Copyright OSA 2006

Particularly in the later stages of the disease, cancer cells can break away from a tumour and travel around a patient’s body through the blood or lymphatic systems. These cells then grow, or metastasize, on normal tissue, enabling the cancer to advance. Detecting circulating metastases provides an early indicator of the spread of cancer and presents doctors with a method of assessing the effectiveness of cancer treatments. The present technique, analysing lymph nodes or bone marrow, is not very accurate and does not detect tumour cells travelling in blood. Consequently, there is a need for a system sensitive enough to detect metastases at a concentration of about one tumour cell for every million normal blood cells.

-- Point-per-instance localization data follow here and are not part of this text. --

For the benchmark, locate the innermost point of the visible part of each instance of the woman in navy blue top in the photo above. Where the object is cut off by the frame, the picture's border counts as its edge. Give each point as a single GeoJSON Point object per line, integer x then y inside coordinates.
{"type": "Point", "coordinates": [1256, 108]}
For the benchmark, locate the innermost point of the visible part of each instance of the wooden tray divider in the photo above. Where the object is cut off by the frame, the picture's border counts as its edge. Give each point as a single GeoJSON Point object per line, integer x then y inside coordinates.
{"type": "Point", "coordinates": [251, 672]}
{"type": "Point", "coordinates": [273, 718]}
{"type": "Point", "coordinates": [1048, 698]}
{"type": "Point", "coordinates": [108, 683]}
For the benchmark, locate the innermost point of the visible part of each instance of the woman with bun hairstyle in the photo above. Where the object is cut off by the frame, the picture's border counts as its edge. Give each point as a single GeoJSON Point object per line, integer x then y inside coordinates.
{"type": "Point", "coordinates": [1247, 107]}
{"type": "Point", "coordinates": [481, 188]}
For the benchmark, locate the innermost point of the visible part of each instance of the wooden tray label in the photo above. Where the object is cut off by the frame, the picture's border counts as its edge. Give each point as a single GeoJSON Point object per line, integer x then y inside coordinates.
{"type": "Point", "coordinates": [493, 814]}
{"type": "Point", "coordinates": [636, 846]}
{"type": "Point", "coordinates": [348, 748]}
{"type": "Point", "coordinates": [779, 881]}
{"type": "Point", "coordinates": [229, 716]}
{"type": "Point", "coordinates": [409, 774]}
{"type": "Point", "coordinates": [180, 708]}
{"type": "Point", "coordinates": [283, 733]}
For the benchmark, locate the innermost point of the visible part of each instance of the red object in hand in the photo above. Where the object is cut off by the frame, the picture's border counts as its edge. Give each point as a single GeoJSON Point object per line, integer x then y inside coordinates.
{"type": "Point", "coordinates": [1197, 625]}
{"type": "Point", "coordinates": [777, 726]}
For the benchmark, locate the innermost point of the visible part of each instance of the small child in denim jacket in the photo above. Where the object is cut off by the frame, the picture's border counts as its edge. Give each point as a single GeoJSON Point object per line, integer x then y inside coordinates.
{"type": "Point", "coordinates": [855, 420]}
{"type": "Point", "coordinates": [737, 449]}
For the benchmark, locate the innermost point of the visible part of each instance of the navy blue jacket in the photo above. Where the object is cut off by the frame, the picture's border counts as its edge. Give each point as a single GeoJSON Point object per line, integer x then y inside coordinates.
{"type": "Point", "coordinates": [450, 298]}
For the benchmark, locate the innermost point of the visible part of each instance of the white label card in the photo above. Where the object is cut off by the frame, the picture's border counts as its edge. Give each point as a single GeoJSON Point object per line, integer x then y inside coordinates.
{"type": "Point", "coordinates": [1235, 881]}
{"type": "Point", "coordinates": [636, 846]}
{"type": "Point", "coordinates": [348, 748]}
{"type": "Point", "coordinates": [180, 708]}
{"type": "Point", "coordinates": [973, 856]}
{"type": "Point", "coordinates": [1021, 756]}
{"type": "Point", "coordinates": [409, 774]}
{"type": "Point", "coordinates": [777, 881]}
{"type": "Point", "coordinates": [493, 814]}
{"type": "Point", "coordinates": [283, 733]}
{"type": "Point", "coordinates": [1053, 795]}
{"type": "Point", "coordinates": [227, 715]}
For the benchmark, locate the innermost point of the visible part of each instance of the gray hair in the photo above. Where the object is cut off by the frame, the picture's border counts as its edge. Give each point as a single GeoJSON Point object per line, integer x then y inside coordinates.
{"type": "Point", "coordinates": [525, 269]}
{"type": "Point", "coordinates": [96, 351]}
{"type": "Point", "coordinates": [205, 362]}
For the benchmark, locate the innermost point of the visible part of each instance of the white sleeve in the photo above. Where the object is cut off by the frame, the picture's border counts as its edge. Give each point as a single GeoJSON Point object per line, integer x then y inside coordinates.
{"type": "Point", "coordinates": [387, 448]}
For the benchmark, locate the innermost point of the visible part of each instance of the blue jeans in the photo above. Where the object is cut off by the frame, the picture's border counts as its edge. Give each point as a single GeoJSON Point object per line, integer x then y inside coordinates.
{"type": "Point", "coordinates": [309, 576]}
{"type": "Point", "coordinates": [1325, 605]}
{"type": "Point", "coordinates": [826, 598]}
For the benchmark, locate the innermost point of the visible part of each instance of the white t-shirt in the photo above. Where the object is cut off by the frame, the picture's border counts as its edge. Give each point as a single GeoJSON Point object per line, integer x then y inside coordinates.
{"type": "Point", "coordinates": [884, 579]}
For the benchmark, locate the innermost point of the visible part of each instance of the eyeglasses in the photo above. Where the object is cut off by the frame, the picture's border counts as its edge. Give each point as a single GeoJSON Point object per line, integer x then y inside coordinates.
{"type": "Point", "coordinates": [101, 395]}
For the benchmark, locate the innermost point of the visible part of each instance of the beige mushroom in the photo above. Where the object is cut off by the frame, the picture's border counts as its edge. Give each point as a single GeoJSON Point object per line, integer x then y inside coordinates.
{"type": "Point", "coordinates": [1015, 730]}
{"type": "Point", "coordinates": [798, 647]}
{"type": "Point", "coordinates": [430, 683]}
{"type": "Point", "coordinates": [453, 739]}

Ryan Weight and his colleagues at the University of Missouri have demonstrated an optics-based system that could represent a path to achieving this1. Their method uses photoacoustics. When a cell, suspended in a liquid, absorbs a laser pulse, the resulting heat generated causes it to rapidly expand and contract producing an acoustic wave that travels through the surrounding liquid. Detection of these waves after pulsed laser illumination indicates the presence of the light-absorbing cells — in effect, laser-induced ultrasound. With this basic principle, Weight et al. fired 11–12-mJ light pulses with a wavelength of 450 nm at melanoma cells (a type of skin cancer) suspended in saline. The resulting acoustic vibrations were detected using a piezoelectric polymer film, verifying the potential of the technique. Further development of such photoacoustic systems could aid the detection, and consequently the treatment of cancer in the future.